# The soldier looks out the window......



## Pappy (Mar 18, 2019)




----------



## Tommy (Mar 18, 2019)

Thanks Pappy.  It's especially poignant when you consider that, more likely than not, the soldier was only in his early 20s at the time.


----------



## 911 (Mar 19, 2019)

That’s beautiful Pappy. Too bad people didn’t have that mentality when we came home from Vietnam.


----------



## cdestroyer (Mar 19, 2019)

An now that the attitude towards certain actions has come to be challenged. The actions of the returning fighters is no longer
acceptable. Such as that shown in the "kissing sailor" photo from wwii. Woman today reject any and all advances "upon their bodies" as vulgar and a ****** assualt...


----------



## oldman (May 31, 2019)

The last two verses kind of hit home, although I wasn’t married. I still remember on my second day home, I decided to drive over to the American Legion and have a beer and hope a few of the “old gang” was there. I felt like I was missing something in my life. Like a piece of me was left behind and I needed to talk to someone that understood. 

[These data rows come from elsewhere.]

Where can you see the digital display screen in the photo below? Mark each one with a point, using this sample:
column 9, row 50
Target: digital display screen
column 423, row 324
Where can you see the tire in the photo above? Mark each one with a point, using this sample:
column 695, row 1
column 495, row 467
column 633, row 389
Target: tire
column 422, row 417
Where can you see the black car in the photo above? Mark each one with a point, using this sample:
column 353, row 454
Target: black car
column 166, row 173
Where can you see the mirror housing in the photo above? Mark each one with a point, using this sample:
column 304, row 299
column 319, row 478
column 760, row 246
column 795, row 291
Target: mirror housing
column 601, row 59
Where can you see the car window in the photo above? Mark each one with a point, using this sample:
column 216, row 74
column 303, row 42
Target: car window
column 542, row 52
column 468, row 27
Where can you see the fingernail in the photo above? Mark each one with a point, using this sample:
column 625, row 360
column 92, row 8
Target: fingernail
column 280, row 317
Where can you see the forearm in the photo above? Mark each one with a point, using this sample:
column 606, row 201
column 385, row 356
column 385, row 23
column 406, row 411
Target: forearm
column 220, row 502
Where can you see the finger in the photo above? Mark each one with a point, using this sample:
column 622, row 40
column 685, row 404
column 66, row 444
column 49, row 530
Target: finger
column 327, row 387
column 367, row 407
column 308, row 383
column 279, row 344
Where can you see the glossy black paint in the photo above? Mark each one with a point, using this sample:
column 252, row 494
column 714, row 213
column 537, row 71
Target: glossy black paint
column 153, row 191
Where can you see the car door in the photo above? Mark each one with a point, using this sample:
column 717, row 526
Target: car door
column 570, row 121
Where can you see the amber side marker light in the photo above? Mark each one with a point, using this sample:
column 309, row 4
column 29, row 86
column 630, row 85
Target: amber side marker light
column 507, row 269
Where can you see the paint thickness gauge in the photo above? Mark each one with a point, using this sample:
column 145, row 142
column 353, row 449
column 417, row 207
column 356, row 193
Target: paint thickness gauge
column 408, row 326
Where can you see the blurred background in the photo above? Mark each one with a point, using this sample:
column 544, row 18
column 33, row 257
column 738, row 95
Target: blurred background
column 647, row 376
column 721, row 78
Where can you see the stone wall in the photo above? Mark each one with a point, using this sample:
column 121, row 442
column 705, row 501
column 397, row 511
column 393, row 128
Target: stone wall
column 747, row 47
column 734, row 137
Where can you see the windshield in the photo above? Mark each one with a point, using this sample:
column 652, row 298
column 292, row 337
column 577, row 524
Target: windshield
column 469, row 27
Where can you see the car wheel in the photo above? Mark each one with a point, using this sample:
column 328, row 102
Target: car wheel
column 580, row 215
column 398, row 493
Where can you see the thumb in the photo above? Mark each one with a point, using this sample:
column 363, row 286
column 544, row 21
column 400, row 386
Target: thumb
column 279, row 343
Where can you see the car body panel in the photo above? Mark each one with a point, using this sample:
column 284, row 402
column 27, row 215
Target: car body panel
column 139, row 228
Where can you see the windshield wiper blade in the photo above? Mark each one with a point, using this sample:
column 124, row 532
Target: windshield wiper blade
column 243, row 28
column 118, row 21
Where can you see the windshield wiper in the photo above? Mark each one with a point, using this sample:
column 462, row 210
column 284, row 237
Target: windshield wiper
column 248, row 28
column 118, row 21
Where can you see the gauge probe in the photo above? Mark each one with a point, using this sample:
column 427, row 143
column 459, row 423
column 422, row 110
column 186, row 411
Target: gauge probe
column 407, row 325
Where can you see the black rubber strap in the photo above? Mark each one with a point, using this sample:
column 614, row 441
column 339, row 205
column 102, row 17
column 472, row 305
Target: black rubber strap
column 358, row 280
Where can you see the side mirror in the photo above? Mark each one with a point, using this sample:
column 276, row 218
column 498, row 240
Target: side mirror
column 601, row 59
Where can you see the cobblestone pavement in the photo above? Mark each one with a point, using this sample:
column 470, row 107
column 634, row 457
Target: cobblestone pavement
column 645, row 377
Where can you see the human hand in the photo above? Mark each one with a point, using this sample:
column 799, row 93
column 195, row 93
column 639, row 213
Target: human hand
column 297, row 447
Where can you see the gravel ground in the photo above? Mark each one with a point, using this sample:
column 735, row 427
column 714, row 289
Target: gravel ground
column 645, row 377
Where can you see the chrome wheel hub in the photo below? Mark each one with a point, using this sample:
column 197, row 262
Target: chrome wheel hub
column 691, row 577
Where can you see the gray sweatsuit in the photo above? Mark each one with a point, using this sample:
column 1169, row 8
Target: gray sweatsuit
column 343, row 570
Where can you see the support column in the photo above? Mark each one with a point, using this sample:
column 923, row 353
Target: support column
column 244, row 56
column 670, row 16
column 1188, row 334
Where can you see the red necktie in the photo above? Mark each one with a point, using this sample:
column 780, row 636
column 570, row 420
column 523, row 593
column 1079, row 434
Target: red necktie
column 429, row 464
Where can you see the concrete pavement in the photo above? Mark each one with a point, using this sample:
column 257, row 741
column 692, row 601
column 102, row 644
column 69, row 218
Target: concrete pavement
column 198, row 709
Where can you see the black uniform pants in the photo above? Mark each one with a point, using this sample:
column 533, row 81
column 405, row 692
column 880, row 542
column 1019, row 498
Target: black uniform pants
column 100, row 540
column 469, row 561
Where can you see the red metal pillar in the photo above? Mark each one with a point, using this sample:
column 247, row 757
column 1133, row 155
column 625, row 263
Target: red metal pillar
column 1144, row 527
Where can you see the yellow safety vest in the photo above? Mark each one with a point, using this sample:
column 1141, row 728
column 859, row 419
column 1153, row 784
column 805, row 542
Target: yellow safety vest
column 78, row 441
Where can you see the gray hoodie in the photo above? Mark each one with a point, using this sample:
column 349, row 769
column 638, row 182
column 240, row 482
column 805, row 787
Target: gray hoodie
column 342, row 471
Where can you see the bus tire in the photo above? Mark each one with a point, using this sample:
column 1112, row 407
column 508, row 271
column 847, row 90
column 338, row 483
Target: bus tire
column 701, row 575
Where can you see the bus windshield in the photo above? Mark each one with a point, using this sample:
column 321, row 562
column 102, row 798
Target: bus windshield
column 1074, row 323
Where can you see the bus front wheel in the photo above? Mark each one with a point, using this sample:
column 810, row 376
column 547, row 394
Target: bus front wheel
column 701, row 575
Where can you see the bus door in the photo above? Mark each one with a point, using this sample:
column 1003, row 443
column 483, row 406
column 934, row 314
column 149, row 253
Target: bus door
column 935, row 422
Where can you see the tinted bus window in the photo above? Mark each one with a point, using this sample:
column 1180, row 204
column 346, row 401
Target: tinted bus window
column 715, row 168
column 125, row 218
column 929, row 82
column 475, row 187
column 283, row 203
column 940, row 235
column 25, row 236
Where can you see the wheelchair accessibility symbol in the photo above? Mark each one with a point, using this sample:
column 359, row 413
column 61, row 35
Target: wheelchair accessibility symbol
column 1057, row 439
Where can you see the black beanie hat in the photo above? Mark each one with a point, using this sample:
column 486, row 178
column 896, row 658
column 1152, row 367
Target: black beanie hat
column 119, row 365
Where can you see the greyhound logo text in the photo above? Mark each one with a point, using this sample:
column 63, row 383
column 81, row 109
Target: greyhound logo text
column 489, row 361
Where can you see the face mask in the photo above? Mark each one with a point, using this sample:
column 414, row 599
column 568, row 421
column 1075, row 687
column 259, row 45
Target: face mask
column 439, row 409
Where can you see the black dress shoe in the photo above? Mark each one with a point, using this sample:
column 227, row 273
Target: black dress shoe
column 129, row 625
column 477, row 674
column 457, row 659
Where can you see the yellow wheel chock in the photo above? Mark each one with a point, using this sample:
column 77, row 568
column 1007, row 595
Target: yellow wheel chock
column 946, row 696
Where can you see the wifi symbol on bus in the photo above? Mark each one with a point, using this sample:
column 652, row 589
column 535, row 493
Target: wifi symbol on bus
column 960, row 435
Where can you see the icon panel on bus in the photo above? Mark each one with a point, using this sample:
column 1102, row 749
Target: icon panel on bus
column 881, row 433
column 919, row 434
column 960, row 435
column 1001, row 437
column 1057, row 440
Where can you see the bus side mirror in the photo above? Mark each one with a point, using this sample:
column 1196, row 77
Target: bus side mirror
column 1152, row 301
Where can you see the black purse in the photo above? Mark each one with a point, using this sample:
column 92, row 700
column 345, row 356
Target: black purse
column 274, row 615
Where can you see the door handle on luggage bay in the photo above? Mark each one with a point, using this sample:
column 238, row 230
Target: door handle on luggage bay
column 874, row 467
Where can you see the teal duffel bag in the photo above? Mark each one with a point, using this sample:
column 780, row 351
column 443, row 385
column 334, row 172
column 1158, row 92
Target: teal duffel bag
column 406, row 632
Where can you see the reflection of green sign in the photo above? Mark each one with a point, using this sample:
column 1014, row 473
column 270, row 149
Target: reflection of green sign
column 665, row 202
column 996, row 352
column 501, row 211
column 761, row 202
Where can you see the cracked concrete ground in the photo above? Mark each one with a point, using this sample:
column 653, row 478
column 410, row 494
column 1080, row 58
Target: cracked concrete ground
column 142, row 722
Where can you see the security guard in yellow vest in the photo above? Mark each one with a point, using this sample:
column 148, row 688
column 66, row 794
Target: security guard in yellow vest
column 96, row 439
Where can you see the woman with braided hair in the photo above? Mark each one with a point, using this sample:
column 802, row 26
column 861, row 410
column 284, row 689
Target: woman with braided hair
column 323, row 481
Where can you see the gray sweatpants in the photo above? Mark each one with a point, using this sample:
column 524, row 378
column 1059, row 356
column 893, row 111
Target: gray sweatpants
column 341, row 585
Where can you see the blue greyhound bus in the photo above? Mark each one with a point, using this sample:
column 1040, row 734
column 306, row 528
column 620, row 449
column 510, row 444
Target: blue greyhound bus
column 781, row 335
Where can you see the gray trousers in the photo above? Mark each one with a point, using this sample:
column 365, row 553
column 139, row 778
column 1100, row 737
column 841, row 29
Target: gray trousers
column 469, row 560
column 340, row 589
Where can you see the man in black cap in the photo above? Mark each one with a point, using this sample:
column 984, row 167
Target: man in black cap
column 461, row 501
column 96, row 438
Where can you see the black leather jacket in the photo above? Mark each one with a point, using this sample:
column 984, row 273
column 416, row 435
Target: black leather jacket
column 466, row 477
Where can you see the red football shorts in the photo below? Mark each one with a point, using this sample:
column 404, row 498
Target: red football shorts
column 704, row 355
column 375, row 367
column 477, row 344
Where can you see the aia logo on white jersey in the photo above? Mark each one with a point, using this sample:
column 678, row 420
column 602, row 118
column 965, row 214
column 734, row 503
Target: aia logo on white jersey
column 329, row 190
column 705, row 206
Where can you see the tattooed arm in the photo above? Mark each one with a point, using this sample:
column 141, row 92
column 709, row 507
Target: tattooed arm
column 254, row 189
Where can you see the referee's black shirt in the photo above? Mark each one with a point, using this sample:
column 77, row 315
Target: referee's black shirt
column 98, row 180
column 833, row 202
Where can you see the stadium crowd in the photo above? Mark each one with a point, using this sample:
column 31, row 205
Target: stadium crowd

As I walked in, I saw the bartender looking right at me with a big smile on his face and said that he heard that I was home. Of course, the first round was on the house. Next thing I knew, a few more vets gathered around and we talked about everything, except combat. No one, including me, wanted to talk about our actual experiences. In fact, the first question that was asked was, “How’d you like those C-rations?” I told them that the spaghetti wasn’t too bad and then we all laughed. 

It was a great day being with people that understood. I came to realize that day that men can tell each other that they love one another without saying the words and that works for me.


----------